Oslo, which hosted the 1952 Winter Games, said it would rely on the capital's sporting infrastructure and spend just 33 billion crowns (£3.32 billion) on the event, a fraction of the $50 billion Russia is spending on next year's Olympics in Sochi.
"Sochi will spend ten times this much and 2018 host Pyeongchang (in South Korea) will also spend far above this," Norway's Olympic committee spokesman Per Toeien said. "We are planning a very compact, low-cost Olympics."
Oslo promises to host most events within the city, hoping to woo the International Olympic Committee (IOC) with venues that are close together, a big change from some past winter Games where spectators had to travel long distances.
However, not everything will be in Oslo with alpine skiing, bobsleigh and the luge being held in Norway's 1994 Winter Games host town Lillehammer, about 200 km north of Oslo.
With a huge offshore oil sector and a government wealth fund with investments worth $800 billion, or $155,000 for each of the country's 5.1 million people, Norway is one of the few countries in Europe that can afford to host the Games.
But with the event costing more than four times as much as the Lillehammer Olympics, Norway's government has been uneasy about the plans and only 55 percent of the city's residents supported the city's candidacy in a September referendum.
The government said it would conduct a thorough cost assessment and only provide the 33 billion crowns guarantee if financial plans passed the vetting process.
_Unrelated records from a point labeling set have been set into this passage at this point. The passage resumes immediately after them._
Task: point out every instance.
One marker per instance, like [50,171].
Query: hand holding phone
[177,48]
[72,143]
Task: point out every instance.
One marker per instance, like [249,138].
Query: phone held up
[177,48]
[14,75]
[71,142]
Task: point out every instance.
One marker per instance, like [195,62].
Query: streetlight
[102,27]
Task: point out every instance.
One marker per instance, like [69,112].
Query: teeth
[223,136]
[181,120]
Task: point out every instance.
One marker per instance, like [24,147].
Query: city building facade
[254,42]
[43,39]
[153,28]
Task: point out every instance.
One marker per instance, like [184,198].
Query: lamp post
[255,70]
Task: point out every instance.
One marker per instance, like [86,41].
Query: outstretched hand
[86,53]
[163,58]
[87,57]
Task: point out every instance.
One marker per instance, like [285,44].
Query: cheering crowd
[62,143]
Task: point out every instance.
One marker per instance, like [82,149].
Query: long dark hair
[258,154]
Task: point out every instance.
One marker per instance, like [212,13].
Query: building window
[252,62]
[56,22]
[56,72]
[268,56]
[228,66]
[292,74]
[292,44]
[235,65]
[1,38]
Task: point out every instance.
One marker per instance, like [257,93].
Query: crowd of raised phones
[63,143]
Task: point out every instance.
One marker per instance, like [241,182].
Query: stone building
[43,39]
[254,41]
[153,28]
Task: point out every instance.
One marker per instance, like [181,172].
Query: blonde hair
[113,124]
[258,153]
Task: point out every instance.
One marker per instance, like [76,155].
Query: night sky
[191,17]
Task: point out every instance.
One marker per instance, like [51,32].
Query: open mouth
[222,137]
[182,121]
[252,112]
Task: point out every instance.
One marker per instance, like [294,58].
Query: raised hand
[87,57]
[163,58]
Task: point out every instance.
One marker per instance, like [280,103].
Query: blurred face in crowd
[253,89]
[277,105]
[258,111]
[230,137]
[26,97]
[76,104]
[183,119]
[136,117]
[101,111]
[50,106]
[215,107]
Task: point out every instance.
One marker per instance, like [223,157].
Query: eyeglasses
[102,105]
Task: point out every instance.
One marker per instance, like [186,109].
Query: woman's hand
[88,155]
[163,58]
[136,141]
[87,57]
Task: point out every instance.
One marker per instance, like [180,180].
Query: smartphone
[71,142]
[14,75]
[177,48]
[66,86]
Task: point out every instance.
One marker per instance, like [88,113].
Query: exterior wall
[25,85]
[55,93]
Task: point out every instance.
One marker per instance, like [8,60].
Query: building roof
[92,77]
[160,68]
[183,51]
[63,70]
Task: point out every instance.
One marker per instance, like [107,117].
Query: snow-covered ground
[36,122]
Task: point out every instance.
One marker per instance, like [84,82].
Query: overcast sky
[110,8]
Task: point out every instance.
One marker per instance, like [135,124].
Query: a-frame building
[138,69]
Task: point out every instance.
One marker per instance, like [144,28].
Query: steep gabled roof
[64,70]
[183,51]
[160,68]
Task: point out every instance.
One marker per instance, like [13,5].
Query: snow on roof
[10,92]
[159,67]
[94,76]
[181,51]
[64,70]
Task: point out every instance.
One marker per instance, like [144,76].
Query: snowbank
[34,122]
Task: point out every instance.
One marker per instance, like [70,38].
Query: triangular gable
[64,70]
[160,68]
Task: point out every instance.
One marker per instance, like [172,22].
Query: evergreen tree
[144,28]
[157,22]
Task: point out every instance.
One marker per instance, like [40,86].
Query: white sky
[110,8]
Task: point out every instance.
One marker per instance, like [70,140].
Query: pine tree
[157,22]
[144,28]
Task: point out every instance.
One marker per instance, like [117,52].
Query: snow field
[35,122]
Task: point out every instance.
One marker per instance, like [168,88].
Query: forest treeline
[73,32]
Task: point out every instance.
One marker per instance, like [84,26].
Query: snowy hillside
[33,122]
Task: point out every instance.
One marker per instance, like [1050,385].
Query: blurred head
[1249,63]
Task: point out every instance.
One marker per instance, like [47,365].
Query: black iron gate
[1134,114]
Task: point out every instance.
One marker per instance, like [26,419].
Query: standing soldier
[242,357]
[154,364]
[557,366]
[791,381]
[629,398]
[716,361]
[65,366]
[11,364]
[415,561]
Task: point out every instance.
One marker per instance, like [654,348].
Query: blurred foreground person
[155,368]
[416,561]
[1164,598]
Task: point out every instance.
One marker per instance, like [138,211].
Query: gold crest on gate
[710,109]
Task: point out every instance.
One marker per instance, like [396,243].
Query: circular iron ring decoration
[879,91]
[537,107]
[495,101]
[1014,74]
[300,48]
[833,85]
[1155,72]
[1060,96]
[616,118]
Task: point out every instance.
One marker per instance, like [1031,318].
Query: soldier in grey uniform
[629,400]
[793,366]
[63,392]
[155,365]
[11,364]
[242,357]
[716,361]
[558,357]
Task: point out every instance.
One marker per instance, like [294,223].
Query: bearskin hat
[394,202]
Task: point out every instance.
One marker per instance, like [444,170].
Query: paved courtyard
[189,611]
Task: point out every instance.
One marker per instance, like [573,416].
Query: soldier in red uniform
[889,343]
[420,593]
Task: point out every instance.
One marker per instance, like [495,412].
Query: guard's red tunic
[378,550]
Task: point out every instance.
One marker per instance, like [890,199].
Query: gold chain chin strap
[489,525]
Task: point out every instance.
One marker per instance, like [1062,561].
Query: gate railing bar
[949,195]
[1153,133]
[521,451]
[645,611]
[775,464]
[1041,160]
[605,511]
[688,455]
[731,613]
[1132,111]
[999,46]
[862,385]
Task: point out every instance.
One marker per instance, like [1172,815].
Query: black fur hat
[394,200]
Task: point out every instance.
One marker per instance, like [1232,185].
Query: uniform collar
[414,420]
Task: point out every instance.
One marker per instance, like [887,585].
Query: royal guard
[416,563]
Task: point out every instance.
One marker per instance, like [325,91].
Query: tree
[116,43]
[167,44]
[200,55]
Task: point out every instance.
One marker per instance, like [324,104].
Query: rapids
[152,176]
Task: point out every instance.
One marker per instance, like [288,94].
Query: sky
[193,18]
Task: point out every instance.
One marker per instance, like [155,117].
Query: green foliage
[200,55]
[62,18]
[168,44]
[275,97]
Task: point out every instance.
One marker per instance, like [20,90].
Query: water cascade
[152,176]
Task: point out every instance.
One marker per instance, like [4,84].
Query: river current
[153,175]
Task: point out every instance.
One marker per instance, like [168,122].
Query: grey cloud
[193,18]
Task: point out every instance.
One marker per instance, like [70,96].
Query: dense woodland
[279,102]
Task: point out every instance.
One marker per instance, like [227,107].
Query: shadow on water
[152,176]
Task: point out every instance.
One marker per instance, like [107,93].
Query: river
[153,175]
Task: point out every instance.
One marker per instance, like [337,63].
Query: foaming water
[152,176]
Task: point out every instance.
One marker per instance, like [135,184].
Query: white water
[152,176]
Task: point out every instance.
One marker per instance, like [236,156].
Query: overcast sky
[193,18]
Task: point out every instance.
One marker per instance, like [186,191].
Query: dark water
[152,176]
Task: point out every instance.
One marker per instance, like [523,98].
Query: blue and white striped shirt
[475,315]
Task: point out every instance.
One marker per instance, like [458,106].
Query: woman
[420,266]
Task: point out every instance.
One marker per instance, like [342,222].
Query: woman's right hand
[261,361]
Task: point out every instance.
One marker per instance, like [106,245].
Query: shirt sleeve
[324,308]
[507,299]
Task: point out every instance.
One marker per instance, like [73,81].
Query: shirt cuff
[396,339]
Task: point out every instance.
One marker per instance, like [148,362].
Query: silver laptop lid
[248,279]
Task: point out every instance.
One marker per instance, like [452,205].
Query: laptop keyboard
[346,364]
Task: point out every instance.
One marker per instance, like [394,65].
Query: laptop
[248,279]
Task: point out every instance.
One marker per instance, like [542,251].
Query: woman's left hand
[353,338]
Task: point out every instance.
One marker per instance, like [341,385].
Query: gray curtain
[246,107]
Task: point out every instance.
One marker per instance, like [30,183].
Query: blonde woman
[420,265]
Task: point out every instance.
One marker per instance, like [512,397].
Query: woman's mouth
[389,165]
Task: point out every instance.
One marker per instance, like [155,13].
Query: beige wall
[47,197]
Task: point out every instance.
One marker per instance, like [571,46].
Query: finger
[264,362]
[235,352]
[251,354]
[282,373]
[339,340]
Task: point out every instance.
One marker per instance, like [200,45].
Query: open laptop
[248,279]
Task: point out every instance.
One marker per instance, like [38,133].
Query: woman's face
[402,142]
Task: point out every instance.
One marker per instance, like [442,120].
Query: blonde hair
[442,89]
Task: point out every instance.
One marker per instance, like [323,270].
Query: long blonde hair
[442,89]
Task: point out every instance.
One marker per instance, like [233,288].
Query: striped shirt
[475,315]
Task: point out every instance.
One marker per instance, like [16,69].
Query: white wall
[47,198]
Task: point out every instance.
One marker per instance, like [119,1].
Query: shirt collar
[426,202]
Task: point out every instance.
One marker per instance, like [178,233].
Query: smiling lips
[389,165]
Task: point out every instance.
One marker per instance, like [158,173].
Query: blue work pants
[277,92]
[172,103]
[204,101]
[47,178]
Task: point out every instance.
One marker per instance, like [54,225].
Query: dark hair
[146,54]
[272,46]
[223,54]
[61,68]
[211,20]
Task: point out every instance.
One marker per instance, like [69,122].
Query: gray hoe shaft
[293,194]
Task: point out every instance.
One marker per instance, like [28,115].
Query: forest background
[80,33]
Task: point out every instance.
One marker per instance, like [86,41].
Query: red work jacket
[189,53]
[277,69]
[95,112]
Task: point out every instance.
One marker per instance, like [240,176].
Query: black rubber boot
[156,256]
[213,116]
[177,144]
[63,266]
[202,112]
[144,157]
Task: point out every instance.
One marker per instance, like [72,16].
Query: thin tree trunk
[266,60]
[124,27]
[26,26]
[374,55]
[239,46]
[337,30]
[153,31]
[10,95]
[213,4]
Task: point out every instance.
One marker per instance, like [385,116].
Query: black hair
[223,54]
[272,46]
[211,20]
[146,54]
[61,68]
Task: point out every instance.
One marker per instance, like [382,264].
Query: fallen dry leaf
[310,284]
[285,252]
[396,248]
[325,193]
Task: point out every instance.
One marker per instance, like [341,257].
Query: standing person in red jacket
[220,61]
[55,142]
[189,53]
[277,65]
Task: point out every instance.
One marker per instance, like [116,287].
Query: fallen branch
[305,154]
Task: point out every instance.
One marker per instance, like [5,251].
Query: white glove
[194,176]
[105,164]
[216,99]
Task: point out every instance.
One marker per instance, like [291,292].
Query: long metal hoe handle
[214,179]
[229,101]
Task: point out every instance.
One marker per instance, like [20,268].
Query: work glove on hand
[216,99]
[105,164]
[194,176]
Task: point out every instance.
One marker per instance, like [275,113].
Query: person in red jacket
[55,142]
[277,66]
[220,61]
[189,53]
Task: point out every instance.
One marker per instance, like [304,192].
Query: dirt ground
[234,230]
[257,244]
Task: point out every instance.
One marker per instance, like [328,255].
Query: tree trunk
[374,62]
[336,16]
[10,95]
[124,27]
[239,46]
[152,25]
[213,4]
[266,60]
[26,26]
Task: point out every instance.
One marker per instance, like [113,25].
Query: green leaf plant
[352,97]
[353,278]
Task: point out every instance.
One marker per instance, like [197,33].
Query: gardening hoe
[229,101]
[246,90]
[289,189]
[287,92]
Kazakhstan's Almaty, Ukraine's Lviv and Sweden's Stockholm have announced their candidacies and China's state media reported that Beijing and the northern city of Zhangjiakou will jointly bid for the 2022 Games.
Voters in Munich, meanwhile, voted against bidding to host the Olympics in a local referendum.
Final applications are due to be lodged with the IOC in January 2015 and the hosts will be selected in July that year.